Le soleil d’espoir de Katerina Fotinaki
Le soleil d’espoir de Katerina Fotinaki.
Déjà bien avant la crise et pour pouvoir poursuivre ses études de lettres et de musique, Katerina Fotinaki avait dû quitter la Grèce, son pays. Arrivée à Paris, avec ses yeux de braise et ses cheveux noirs, exilée, elle rencontre Angélique Ionatos qui l’invite à la rejoindre sur scène. Elle ne la quittera plus de concerts en concerts, de voyages en voyages. Hier, lors de sa première en solo, avec l’humour profond qui la caractérise, Katerina Fotinaki nous a transportés dans les pouvoirs surnaturels de la musique. Sur la scène, en tunique rouge et noire, les pieds nus, elle semblait sortie d’un récit d’Homère. Pénélope attendant le retour d’Ulysse. Pour tromper son désespoir, elle en appelle à l’incantation originelle du théâtre et de la poésie. Un secret contre le malheur auquel Katerina nous invite avec une simplicité contagieuse, nous rappelant sans bruit la merveilleuse liberté et agilité de pensée de la philosophie grecque. Après l’édition de deux disques, Conjuration nous propose l’expérience d’une représentation où la mélodie, l’harmonie et la poésie donneraient peu à peu naissance aux derniers héros capables de nous sauver : un théâtre pur composé de musique autant que de mots, de guitare et de chant. Dans ce jardin mythologique où la musique est souveraine, où les plus beaux vers fleurissent encore sous les pattes des cigales, poussent le trèfle marin et l’amarante. Cette fleur qui jamais ne se fane. Des plantes miraculeuses qui, lorsqu’on a la chance de les cueillir, sont susceptibles de nous protéger de l’impermanence tragique de l’amour.

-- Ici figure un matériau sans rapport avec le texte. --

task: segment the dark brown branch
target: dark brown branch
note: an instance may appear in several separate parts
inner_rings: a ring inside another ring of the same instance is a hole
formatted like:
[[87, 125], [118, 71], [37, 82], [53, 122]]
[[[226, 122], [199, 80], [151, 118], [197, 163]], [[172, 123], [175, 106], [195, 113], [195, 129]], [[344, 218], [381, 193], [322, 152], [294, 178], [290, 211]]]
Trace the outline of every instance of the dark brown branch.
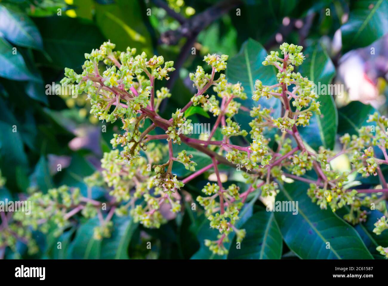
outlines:
[[163, 0], [152, 0], [152, 2], [155, 5], [164, 9], [168, 16], [179, 22], [181, 25], [186, 22], [187, 20], [185, 17], [171, 9], [168, 7], [168, 4]]
[[176, 45], [182, 37], [196, 37], [196, 35], [211, 23], [241, 3], [240, 0], [223, 0], [203, 12], [186, 19], [180, 27], [163, 33], [161, 41], [168, 45]]

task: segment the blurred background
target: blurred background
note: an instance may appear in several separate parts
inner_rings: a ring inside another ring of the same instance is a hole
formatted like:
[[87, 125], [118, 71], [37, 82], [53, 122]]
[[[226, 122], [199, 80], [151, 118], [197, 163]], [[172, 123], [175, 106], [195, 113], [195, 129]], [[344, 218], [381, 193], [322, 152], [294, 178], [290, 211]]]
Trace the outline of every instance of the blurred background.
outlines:
[[334, 97], [341, 134], [364, 124], [355, 114], [387, 114], [387, 32], [386, 0], [0, 1], [0, 200], [64, 184], [85, 191], [118, 129], [102, 133], [85, 97], [53, 89], [65, 67], [80, 72], [84, 54], [108, 39], [174, 61], [160, 109], [169, 118], [194, 94], [189, 73], [208, 53], [238, 56], [250, 38], [267, 51], [313, 47], [326, 57], [317, 76], [344, 85]]

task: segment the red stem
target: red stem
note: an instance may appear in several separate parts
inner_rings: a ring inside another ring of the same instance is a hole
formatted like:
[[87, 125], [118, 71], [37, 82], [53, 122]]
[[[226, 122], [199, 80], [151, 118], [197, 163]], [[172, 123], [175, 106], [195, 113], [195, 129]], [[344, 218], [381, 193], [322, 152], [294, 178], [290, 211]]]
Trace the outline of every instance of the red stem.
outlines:
[[[218, 163], [218, 162], [217, 162], [217, 164]], [[199, 170], [198, 171], [196, 171], [195, 173], [193, 173], [188, 177], [187, 177], [183, 179], [182, 180], [182, 182], [183, 182], [185, 185], [186, 184], [187, 184], [188, 182], [190, 182], [193, 179], [196, 178], [197, 177], [199, 176], [201, 174], [203, 174], [205, 172], [207, 171], [208, 170], [211, 169], [213, 167], [213, 165], [214, 165], [213, 163], [211, 163], [211, 164], [208, 165], [205, 167], [204, 167], [202, 169]]]

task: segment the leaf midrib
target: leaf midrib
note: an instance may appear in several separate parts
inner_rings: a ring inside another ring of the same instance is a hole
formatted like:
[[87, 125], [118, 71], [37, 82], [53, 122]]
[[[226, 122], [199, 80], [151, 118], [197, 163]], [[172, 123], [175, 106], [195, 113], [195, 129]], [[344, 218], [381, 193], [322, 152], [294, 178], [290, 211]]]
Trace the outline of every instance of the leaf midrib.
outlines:
[[[286, 190], [285, 188], [284, 187], [282, 188], [281, 189], [282, 191], [284, 194], [284, 195], [287, 197], [288, 198], [289, 200], [291, 201], [293, 200], [291, 196], [290, 196], [289, 194], [287, 192], [287, 191]], [[322, 241], [325, 243], [326, 243], [327, 241], [328, 241], [328, 240], [326, 239], [324, 236], [320, 234], [320, 233], [318, 231], [318, 230], [315, 228], [314, 225], [310, 221], [310, 219], [309, 219], [306, 215], [305, 214], [303, 211], [300, 209], [298, 210], [298, 211], [299, 213], [303, 217], [303, 218], [305, 219], [305, 220], [307, 222], [311, 228], [315, 231], [315, 233], [316, 233], [318, 236], [322, 240]], [[340, 256], [337, 253], [337, 251], [336, 251], [335, 249], [334, 249], [333, 247], [331, 247], [331, 246], [330, 249], [330, 251], [332, 251], [336, 255], [336, 256], [337, 256], [337, 258], [338, 258], [338, 259], [342, 259], [341, 256]]]

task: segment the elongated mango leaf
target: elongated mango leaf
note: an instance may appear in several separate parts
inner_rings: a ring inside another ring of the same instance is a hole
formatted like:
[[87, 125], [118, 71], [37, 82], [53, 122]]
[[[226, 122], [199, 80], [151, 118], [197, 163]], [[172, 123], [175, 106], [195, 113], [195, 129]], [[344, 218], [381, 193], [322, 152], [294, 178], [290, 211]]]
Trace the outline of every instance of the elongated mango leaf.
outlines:
[[31, 186], [37, 187], [43, 193], [53, 186], [52, 180], [50, 174], [48, 164], [43, 155], [41, 156], [35, 166], [33, 173], [30, 176]]
[[94, 228], [100, 225], [98, 218], [90, 219], [81, 225], [70, 246], [74, 259], [124, 259], [129, 258], [128, 246], [137, 224], [129, 216], [112, 218], [114, 230], [111, 237], [101, 241], [93, 238]]
[[139, 54], [144, 51], [151, 57], [152, 41], [144, 23], [144, 13], [137, 1], [115, 0], [114, 4], [95, 6], [97, 25], [117, 49], [125, 51], [129, 46], [136, 48]]
[[200, 106], [194, 106], [191, 105], [187, 110], [185, 111], [184, 116], [186, 118], [189, 116], [195, 114], [199, 114], [204, 116], [207, 118], [210, 118], [210, 116], [208, 113], [203, 110], [203, 109]]
[[98, 218], [90, 219], [77, 231], [70, 246], [69, 254], [72, 259], [98, 259], [101, 252], [100, 240], [93, 238], [94, 228], [100, 225]]
[[14, 81], [36, 79], [17, 48], [0, 38], [0, 77]]
[[[300, 67], [299, 71], [317, 85], [320, 94], [321, 115], [315, 114], [310, 124], [299, 128], [302, 138], [312, 147], [317, 150], [319, 146], [333, 149], [335, 143], [338, 126], [338, 115], [333, 97], [330, 93], [338, 93], [336, 86], [328, 86], [335, 74], [336, 71], [331, 60], [319, 43], [310, 46], [304, 53], [306, 58]], [[336, 89], [334, 89], [335, 87]]]
[[255, 213], [242, 226], [246, 235], [240, 246], [231, 244], [228, 259], [280, 259], [283, 240], [274, 212], [263, 208]]
[[128, 259], [128, 246], [138, 224], [129, 216], [114, 216], [112, 219], [114, 230], [109, 238], [102, 240], [102, 259]]
[[[304, 259], [371, 259], [357, 232], [330, 209], [311, 202], [308, 185], [296, 182], [280, 185], [276, 201], [298, 202], [298, 214], [275, 212], [275, 217], [288, 247]], [[282, 210], [285, 211], [285, 210]]]
[[[217, 239], [217, 235], [219, 233], [217, 230], [211, 228], [209, 226], [209, 221], [203, 216], [201, 217], [201, 222], [197, 230], [197, 237], [199, 245], [199, 249], [190, 258], [190, 259], [226, 259], [226, 255], [218, 255], [213, 254], [209, 247], [205, 245], [205, 239], [215, 240]], [[224, 246], [228, 249], [230, 242], [223, 244]]]
[[359, 0], [351, 4], [349, 20], [341, 27], [345, 52], [365, 47], [388, 33], [388, 1]]
[[[271, 115], [276, 118], [280, 116], [281, 111], [280, 100], [274, 97], [270, 100], [260, 98], [258, 101], [252, 99], [256, 79], [260, 79], [266, 85], [272, 85], [277, 82], [274, 68], [265, 67], [262, 64], [267, 54], [265, 49], [260, 43], [250, 39], [242, 44], [239, 53], [228, 61], [226, 73], [228, 80], [230, 82], [241, 82], [244, 92], [246, 93], [247, 99], [236, 100], [248, 108], [259, 104], [263, 107], [272, 108], [274, 112]], [[249, 112], [240, 110], [235, 117], [241, 125], [241, 128], [249, 132], [251, 128], [249, 123], [253, 119]]]
[[[371, 210], [365, 208], [368, 212], [366, 221], [359, 223], [354, 226], [354, 229], [357, 231], [361, 239], [368, 248], [369, 251], [376, 259], [382, 259], [384, 256], [380, 254], [380, 253], [376, 250], [376, 247], [379, 245], [383, 247], [388, 246], [388, 231], [385, 230], [381, 234], [378, 235], [373, 232], [374, 225], [384, 214], [378, 210]], [[336, 213], [341, 218], [350, 211], [350, 208], [345, 206], [340, 209]]]
[[[355, 112], [357, 111], [357, 112]], [[362, 126], [371, 125], [368, 123], [369, 115], [376, 111], [372, 105], [364, 104], [359, 101], [352, 101], [346, 106], [338, 109], [339, 134], [343, 135], [358, 134], [357, 130]]]
[[56, 68], [81, 67], [85, 53], [98, 49], [104, 40], [89, 22], [76, 18], [53, 16], [34, 19], [42, 33], [47, 52], [43, 63]]
[[0, 33], [11, 43], [38, 50], [42, 38], [34, 22], [15, 6], [0, 4]]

Une fois tous les mille ans, les lutins de l’océan
Au-milieu des algues noires, et de la verte rocaille
Le sèment et le voilà qui germe, avant que le jour ne se lève...
Sans ces merveilles de la nature, lorsque le paradis d’aimer s’envole à notre plus grand regret, ne sommes-nous pas tentés de céder aux paradis artificiels ? Mais si, malgré l’usage de ces plaisirs, nous ne parvenons guère à oublier notre chagrin, la folie pourra venir s’en charger. Alors, pour ne pas mourir à nous-mêmes, par l’incantation musicale du verbe et ses pouvoirs magiques, le temps viendra pour nous de conjurer ce mauvais sort. Mais la poésie aura-t-elle le pouvoir d’amadouer durablement notre douleur ? De nous désaliéner de la perte et du chagrin ? De nous restituer notre capacité d’aimer ? Toutes ces questions universelles seraient déjà amplement suffisantes à occuper nos vies s’il n’y avait aussi la guerre pour venir allumer ses feux ravageurs. Et c’est bien là où ce concert veut en venir. Katerina nous parlera de l’Europe, témoignant de nos peurs, de cette violence qui flambe : L’Orient cherche son souffle et l’Occident s’enflamme/ Des loups les peuples ensemble ils aiguisent haine et couteaux (...) Pour quel tyran et quelles couronnes travaillent les sorciers au ventre de la terre ?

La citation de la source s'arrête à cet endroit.